Directional cell migration is an important feature of cell motility that arises from intrinsic cell directionality or external regulation. The mechanisms that drive this process are being deciphered by identifying the specific factors that promote random versus directionally persistent cell migration. Cells achieve and maintain directionally persistent migration by forming and stabilizing protrusions or lamellipodia at their leading edge.
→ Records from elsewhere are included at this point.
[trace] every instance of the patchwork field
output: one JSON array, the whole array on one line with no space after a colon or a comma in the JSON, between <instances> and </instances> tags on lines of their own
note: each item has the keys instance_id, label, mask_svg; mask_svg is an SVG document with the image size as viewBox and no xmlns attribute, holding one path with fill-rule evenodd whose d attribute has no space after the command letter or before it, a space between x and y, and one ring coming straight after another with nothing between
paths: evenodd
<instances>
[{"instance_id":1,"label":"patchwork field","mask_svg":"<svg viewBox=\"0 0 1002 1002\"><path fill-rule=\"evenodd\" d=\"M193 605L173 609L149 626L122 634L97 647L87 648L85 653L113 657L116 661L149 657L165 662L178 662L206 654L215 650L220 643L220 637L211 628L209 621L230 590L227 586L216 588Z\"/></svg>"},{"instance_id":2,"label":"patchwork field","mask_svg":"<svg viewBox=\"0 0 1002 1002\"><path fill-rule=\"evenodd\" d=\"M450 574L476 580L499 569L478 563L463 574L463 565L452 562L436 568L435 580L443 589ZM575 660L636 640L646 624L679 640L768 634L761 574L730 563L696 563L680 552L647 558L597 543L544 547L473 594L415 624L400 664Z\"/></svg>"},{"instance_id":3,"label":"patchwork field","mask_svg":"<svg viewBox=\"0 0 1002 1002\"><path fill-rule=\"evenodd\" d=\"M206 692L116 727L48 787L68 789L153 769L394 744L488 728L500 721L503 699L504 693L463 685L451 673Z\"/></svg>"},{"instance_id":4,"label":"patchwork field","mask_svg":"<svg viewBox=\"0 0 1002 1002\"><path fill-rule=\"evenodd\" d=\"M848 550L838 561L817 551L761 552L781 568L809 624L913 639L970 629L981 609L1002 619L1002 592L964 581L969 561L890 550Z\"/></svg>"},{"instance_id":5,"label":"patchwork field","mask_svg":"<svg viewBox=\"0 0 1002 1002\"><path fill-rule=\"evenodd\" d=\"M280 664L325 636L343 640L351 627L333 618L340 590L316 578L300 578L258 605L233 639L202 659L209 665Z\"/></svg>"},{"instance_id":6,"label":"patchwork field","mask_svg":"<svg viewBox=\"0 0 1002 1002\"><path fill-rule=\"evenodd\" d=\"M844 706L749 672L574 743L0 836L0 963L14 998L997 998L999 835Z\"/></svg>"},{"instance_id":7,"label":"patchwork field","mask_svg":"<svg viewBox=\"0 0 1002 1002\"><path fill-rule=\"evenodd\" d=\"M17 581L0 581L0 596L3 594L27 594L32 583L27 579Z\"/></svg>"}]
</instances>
Many processes can affect leading edge formation, and they often depend on local regulation of the Rho family of GTPases. The topography of the extracellular matrix provides an important physical cue that can promote directionally persistent migration, possibly by promoting front–rear polarity with geometrically constrained adhesion formation. The Par (partitioning defective) complex is an important contributor to the formation of the front–rear axis of a migrating cell. The Par complex serves as a nexus at the leading edge, connecting Rho GTPase signalling, centrosome reorientation, microtubule stabilization and membrane trafficking to the regulation of directional persistence during cell migration. At each step of the basic cell motility cycle, localized intracellular signalling and/or membrane trafficking can regulate directionally persistent cell migration by controlling the formation of lateral membrane protrusions. New models are needed to recapitulate the physically and biochemically complex environments through which cells navigate in vivo while confronted with competing guidance cues, to further understand how directed cell migration is achieved.